Ransomware: Exemplos e tendências em 2024

Ransomware é um malware que criptografa os arquivos no PC da vítima e solicita o pagamento do resgate. A injeção de ransomware é uma das formas mais perigosas de ataques cibernéticos.

Você pode estar interessado em dar uma olhada em nossas outras ferramentas antivírus:
Trojan Killer, Trojan Scanner and Online Virus Scanner.

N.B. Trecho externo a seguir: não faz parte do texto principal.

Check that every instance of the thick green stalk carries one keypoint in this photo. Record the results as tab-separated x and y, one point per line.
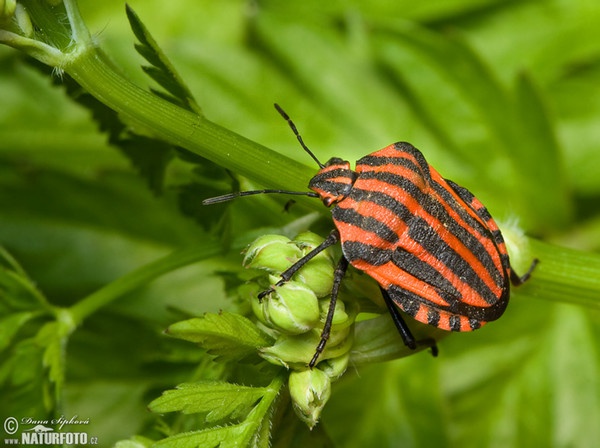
140	277
169	122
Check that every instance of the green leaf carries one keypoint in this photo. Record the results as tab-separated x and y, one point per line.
226	436
227	336
217	399
161	69
10	325
17	290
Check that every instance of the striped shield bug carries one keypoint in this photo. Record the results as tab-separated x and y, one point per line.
431	245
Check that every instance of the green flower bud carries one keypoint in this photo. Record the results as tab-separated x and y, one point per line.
298	350
271	253
292	308
307	241
310	389
317	274
7	9
334	368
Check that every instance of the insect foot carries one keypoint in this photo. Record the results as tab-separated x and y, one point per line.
295	312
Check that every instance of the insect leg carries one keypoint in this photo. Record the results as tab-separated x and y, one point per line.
405	333
286	275
516	280
338	275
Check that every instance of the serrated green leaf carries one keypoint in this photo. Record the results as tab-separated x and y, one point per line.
215	398
225	335
161	70
226	436
10	325
52	338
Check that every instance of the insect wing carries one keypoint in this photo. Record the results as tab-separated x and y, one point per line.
411	231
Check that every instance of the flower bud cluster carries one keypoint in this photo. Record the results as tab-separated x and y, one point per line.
294	314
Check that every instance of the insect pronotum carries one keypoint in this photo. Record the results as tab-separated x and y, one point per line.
432	246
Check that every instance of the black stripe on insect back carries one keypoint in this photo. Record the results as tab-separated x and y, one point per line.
425	272
366	223
437	210
421	167
431	241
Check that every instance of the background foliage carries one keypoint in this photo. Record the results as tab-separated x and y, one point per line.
501	96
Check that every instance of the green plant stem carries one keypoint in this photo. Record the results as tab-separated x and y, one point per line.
564	275
183	128
140	277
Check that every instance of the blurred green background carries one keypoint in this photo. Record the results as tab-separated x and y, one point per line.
502	97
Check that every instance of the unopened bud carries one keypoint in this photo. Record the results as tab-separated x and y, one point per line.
292	308
334	368
271	253
318	272
310	389
7	9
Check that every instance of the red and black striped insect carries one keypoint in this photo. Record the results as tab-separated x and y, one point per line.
432	246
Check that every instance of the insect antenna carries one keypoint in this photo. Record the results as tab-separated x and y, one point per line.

O que é Ransomware? Exemplos e tendências de ransomware em 2024 | Gridinsoft

O que é Ransomware?

April 26, 2023

É provavelmente o pior pesadelo descobrir que os arquivos em seu PC estão criptografados. Você estava verificando sua caixa de correio e clicando nos arquivos anexados para ver o que eles continham. O arquivo estranho, que não tinha nada além de permitir macros, não parecia suspeito. Mas de repente, menos de 15 minutos depois de abrir esse documento, você vê que todos os arquivos em seu PC têm extensões estranhas e pelo menos um arquivo readme.txt está dentro de cada pasta. Como isso aconteceu?

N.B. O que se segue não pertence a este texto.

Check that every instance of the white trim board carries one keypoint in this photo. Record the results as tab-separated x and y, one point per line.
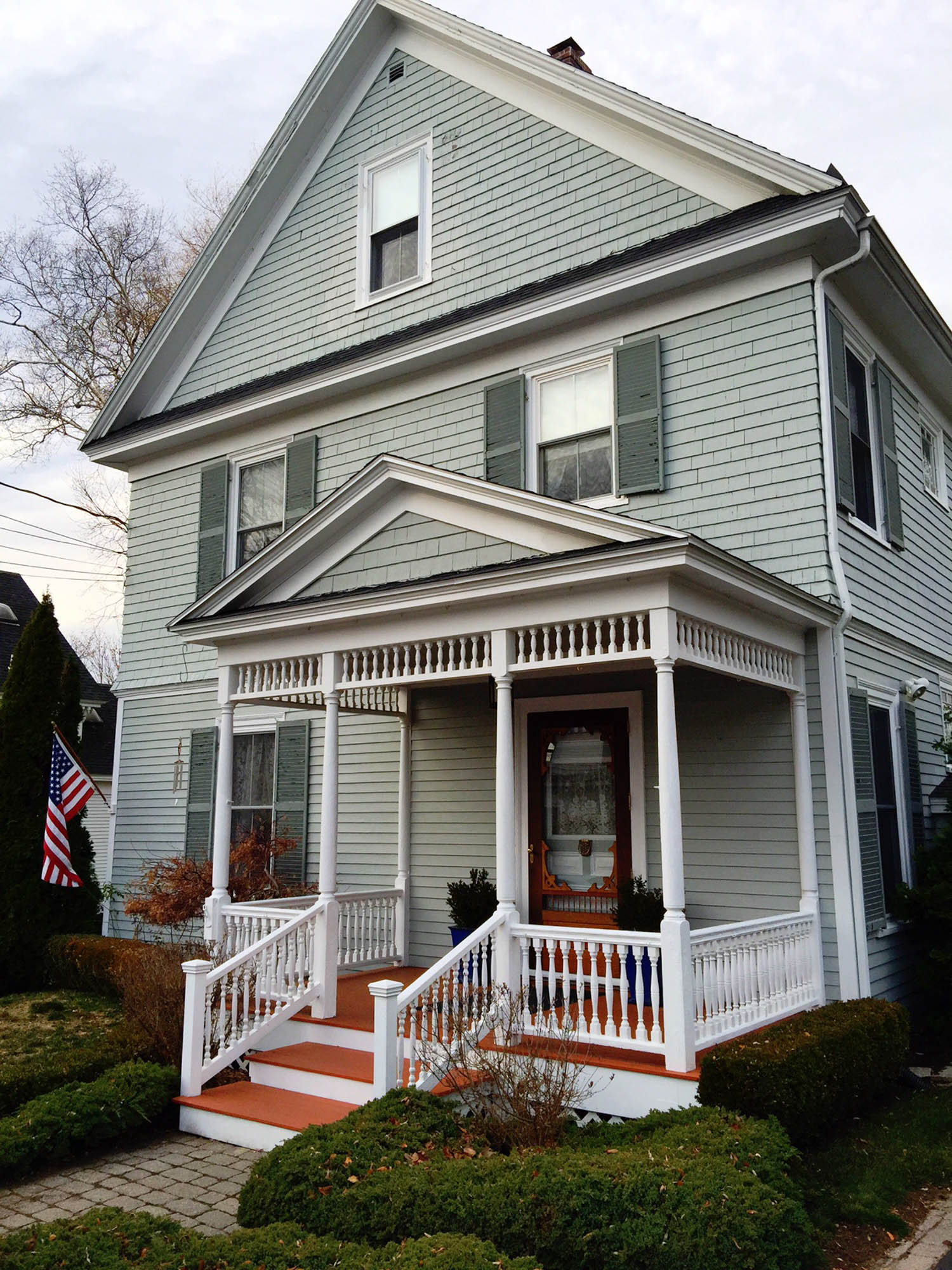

A definição curta de ransomware está escondida em seu nome, assim como em muitos outros vírus. “Ransom software” é um programa que injeta em seu computador, criptografa seus arquivos e, em seguida, pede que você pague o resgate para recuperar seus arquivos. Alguns exemplos de ransomware podem ameaçar suas vítimas de excluir seus arquivos ou publicar alguns de seus dados confidenciais se você não pagar o resgate. Embora o primeiro perigo seja 100% mentira, a segunda tese pode ser real, pois o ransomware geralmente é espalhado com spyware ou ladrões.

Vários exemplos de ransomware usam diferentes métodos de criptografia. Os princípios de criptografia AES-256 e RSA-1024 são usados ​​na maioria dos casos, mas às vezes você pode atender aos padrões usando RSA-2048. O número no final significa principalmente o grau que você precisa trazer dois para obter o número de chaves possíveis. Mesmo no caso do AES-256, o número de chaves é um número de 78 dígitos. Você pode usar força bruta? Talvez, se você tiver 2 milhões de anos sobrando. Ou um PC quântico com desempenho muito melhor do que qualquer outro atualmente existente. ~ Equipe Gridinsoft

Para cada vítima, o ransomware gera uma chave online exclusiva. Essa chave é armazenada no servidor mantido por criminosos cibernéticos. Se o vírus não conseguir se conectar a esse servidor, ele criptografa os arquivos com a chave offline, que é armazenada localmente na máquina criptografada. A quantidade de chaves offline é limitada. Portanto, você tem uma chave de descriptografia em comum com várias outras vítimas.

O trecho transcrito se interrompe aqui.